Academic and Business Continuity
If the COVID-19 pandemic taught colleges and universities anything, it might be the importance of being able to continue operating even in the event of a catastrophic circumstance (a hurricane, a wildfire, a campus shooting). Many institutions have long understood this on the administrative side of the house and have adopted business continuity plans. But the widespread shuttering of campuses in March 2020 has put the idea of academic continuity front and center.
The survey data reveal that about a quarter of institutions had academic continuity plans in place before the pandemic, but they became much more common afterward.
While slightly more than half of CBOs whose institutions had academic continuity plans in place before the pandemic rated those plans as either excellent (19 percent) or good (34 percent), that figure climbed to six in 10 among those who have them now.
Other Findings in the Survey
Endowment growth and changes. While the stock market has tumbled in recent months, a majority of business officers whose institutions have endowments said those funds increased during the past year. Sixty percent said their endowments grew significantly (22 percent) or somewhat (38 percent), while just 13 percent said they had decreased. The rest said the funds remained roughly the same size.
About one in seven business officers (14 percent) said their institution had withdrawn funds from its endowment over and above the levels called for under its normal spending policy. Of those, 70 percent said the amount of the unexpected distribution was less than $5 million. A quarter (26 percent) said it was more than that.
Impressions of other campus leaders. Business officers overwhelmingly agree that fellow administrators (91 percent, 59 percent strongly) and trustees (90 percent, 54 percent strongly) at their institutions “are aware of and understand the financial challenges confronting my institution.” But CBOs are more likely than presidents to strongly agree that trustees “get it” (54 percent versus 38 percent of presidents) and less likely to say that about other senior administrators (59 percent versus 70 percent of presidents).
About half of business leaders say that faculty members understand the financial challenges facing their institutions.

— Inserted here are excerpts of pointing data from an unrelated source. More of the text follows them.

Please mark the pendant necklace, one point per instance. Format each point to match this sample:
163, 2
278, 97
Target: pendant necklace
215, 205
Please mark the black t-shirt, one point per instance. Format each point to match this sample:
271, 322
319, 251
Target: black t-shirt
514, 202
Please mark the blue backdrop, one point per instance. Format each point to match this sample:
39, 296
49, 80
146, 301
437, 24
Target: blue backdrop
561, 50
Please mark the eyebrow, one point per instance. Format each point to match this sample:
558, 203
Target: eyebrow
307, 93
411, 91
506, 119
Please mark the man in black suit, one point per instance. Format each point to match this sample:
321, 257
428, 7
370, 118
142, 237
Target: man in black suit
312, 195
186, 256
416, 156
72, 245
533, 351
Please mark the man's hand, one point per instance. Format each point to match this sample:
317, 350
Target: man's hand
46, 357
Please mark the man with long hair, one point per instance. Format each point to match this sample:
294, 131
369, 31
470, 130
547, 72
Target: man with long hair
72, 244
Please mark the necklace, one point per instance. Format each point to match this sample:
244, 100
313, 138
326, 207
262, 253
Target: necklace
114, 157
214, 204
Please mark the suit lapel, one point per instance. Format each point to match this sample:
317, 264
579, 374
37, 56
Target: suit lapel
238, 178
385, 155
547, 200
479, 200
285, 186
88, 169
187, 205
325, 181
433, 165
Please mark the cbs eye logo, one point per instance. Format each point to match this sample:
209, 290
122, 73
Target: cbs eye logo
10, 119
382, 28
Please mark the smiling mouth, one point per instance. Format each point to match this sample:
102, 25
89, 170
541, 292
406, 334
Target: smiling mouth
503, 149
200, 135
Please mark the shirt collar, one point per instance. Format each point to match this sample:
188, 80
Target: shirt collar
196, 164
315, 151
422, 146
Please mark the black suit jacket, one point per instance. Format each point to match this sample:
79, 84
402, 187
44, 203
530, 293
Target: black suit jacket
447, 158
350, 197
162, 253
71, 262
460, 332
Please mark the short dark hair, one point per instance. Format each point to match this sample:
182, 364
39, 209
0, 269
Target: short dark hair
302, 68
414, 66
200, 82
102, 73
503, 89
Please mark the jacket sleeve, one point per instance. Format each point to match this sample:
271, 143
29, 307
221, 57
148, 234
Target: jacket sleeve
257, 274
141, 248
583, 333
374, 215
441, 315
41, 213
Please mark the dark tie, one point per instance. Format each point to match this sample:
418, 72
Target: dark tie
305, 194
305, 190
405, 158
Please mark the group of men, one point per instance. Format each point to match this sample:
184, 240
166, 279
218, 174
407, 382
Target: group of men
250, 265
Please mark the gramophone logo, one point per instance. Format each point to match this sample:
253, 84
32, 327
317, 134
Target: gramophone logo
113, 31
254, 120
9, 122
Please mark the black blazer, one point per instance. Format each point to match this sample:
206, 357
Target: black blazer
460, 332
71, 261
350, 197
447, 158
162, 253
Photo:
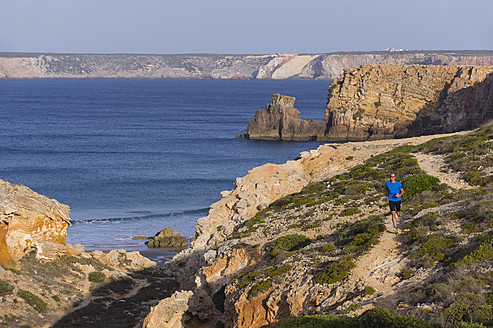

Data and analytics as a tool (and impediment). Roughly six in 10 chief business officers say their institution has the data and other information it needs to make informed decisions in a range of areas on their campus. They are most likely to report that their institution has the data it needs to make informed decisions about which academic programs should be eliminated or enhanced (70 percent), but they are the least likely to report that they have the data to gauge the performance of each administrative unit on campus (60 percent).
Business officers are split on whether a lack of data and analytic capacity is an obstacle to their institution’s financial sustainability (37 percent agree, 44 percent disagree).